“Design GitHub’s repo page” is a senior+ frontend system-design prompt. The page combines a file tree, code viewer with syntax highlighting, blame, search, navigation, and a host of additional surfaces (issues, PRs, settings). The interview tests how you decompose a large product into a clean architecture and handle the size of real codebases.
Clarify scope
- Just the code tab or also issues / PRs / actions?
- Single language or multi-language code rendering?
- Mobile parity?
- Anonymous access (public repos) and authenticated access?
- Search (in-repo) and code-intelligence (jump to definition)?
Page structure
- Top: repo header (owner, repo name, stars, watchers, fork count)
- Tab navigation (Code, Issues, Pull requests, Actions, Projects, Wiki, Insights, Settings)
- Main: file tree on left, content on right
- Left panel collapses on narrow viewports
The file tree
Real repos have tens of thousands of files. Render strategy:
- Server returns the top-level directory by default
- Click a folder: server returns its contents (lazy)
- “Go to file” feature opens a flat search of all paths
- Virtualize when a single folder has 1000+ entries
The “Go to file” command
- Cmd+T or T to open
- Fuzzy match across the full path tree
- Server provides the path list for the repo (or a paginated subset)
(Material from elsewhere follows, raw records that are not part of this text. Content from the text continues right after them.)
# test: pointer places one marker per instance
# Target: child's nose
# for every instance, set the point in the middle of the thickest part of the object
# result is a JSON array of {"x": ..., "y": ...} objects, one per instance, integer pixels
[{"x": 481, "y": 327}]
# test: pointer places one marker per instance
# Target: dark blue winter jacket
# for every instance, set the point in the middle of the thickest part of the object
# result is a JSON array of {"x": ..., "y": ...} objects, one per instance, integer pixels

- Client does the fuzzy search
- Performance: 100K paths fuzzy-search in <50 ms with the right algorithm (FZF-style)
The code viewer
- Syntax highlighting (Linguist for language detection, tree-sitter for tokenization)
- Line numbers
- Click a line: anchor URL, share link with line number
- Hover a symbol: code intelligence popup (defs, refs, type)
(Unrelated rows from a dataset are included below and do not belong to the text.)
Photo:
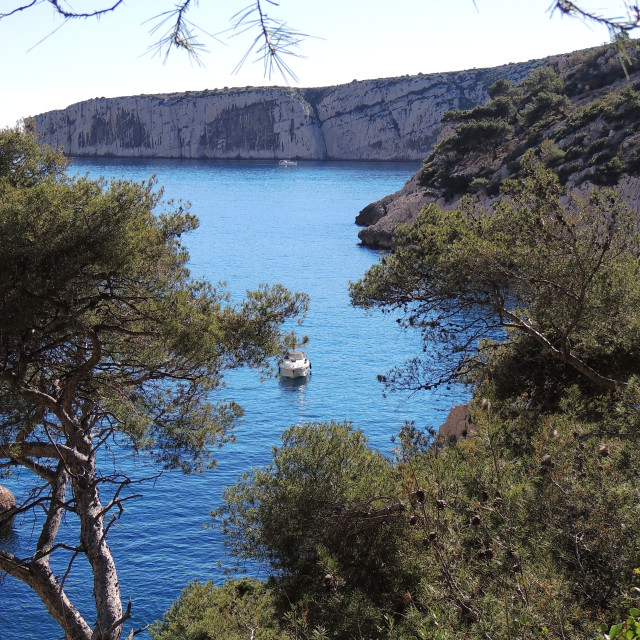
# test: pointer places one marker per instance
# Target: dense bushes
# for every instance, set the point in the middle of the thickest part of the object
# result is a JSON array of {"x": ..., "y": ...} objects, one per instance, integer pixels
[{"x": 527, "y": 529}]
- Wide files: horizontal scroll vs word-wrap toggle
- Very large files: virtualize lines
Code intelligence
- Jump to definition
- Find references
- Hover for type
- Backed by SCIP / LSIF index that GitHub builds for popular repos
- Less reliable for less-popular repos; degrade gracefully
Blame view
- Each line annotated with author, commit, date
- Click an annotation: open the commit
- Server-side computed; cached
- Toggle blame on/off via query param
Branch and tag selection
- Dropdown with all branches and tags
- Search within the dropdown for repos with many branches
- Navigate between branches preserves file path when possible
- URL reflects the branch (so links survive sharing)
Diff view
- Used for commits, PRs, file history
- Side-by-side or inline
- Syntax-highlighted in both columns
- Comments on lines (PR review)
- Performance: handle PRs with 100s of files; lazy-load each file expansion
State management
- URL is the source of truth for: repo, branch, file path, view (code/blame/diff)
- State outside URL: client-side preferences (wrap mode, theme)
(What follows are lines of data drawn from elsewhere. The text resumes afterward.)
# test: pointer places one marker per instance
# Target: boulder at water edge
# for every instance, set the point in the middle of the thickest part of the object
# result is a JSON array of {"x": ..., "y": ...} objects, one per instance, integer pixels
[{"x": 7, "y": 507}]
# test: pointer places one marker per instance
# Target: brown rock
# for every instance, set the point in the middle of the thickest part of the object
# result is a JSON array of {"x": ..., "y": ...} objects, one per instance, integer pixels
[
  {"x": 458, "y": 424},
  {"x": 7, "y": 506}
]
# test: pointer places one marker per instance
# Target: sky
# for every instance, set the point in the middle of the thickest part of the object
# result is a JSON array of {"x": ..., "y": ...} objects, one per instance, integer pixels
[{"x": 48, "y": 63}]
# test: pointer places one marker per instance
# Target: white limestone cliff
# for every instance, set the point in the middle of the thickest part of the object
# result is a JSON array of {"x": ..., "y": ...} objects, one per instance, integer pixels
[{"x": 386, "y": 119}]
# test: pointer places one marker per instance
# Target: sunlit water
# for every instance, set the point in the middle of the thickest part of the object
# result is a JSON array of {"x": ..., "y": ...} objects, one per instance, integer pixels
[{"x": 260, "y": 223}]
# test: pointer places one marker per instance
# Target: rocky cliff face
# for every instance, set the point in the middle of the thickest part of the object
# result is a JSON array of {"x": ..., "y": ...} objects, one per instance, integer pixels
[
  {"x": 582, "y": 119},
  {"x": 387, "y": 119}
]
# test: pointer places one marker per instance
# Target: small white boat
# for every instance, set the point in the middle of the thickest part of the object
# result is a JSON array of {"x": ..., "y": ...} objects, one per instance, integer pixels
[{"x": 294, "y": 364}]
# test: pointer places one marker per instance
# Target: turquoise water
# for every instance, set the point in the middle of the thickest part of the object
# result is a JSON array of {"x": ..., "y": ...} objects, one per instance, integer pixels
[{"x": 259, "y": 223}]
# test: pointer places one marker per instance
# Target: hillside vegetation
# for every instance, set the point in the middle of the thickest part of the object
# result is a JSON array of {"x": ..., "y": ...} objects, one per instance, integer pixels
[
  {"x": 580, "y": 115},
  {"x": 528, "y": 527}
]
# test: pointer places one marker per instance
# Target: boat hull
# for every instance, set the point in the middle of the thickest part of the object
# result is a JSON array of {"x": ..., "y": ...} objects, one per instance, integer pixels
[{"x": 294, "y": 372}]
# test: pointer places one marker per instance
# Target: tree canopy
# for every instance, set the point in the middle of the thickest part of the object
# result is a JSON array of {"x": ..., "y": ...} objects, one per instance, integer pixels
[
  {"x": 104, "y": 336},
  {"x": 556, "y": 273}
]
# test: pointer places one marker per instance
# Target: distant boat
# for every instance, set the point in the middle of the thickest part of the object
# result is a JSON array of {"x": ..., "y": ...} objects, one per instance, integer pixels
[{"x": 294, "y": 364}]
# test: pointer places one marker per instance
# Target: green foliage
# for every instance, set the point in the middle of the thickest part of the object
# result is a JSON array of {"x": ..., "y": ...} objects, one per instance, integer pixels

- React Query for server data with cache
- Avoid global stores; the page is mostly stateless given URL
Performance considerations
- Code rendering: chunked syntax highlighting (priority on visible lines)
- Tree expansion: lazy server fetch per folder
- Bundle size: split syntax-highlight grammars (load language-specific)
- SSR for the initial code view (perceived fast load)
- Service worker for repeat visits
Search
- In-repo code search via the search bar
- Backed by a code-search index (Sourcegraph, Zoekt-style)
- Results: file path with surrounding lines, ranked
- Filters: language, path, exclude tests
- Different from the “go to file” command (which is path-only)
Mobile considerations
- File tree as a sliding panel
- Code viewer with horizontal scroll (do not word-wrap by default)
- Pinch-zoom for code (very useful on phones)
- Reduced UI density
Accessibility
- File tree is a
role="tree"with proper keyboard navigation - Code viewer’s line numbers as
aria-labelon each line - Skip-link to main content for keyboard / screen-reader users
- Focus management on tab navigation
Editing in the browser
- Click “Edit” → Monaco / CodeMirror loads
- Save creates a commit (or proposes a PR if user lacks write access)
- Codespaces integration: open the repo in a cloud IDE
What separates senior from staff
Senior candidates draw the page structure and discuss the file tree lazy-loading. Staff candidates address the code-intelligence pipeline, the search index, and the diff-view performance for large PRs. Principal candidates raise the public/private access controls, the SSR caching strategy, and the mobile UX tradeoffs.
Frequently Asked Questions
How do I render a 50K-line file?
Virtualize the line render; chunk syntax highlighting; warn user about performance. Some platforms refuse to render very large files in the browser.
Which language for syntax highlighting?
Tree-sitter is the modern default for accuracy. Hljs / Prism are simpler. GitHub uses tree-sitter via Linguist.
How does code intelligence scale to all of GitHub?
Indexing is selective — popular repos and recently-touched code. Cold repos have less. Indexing is built async after pushes.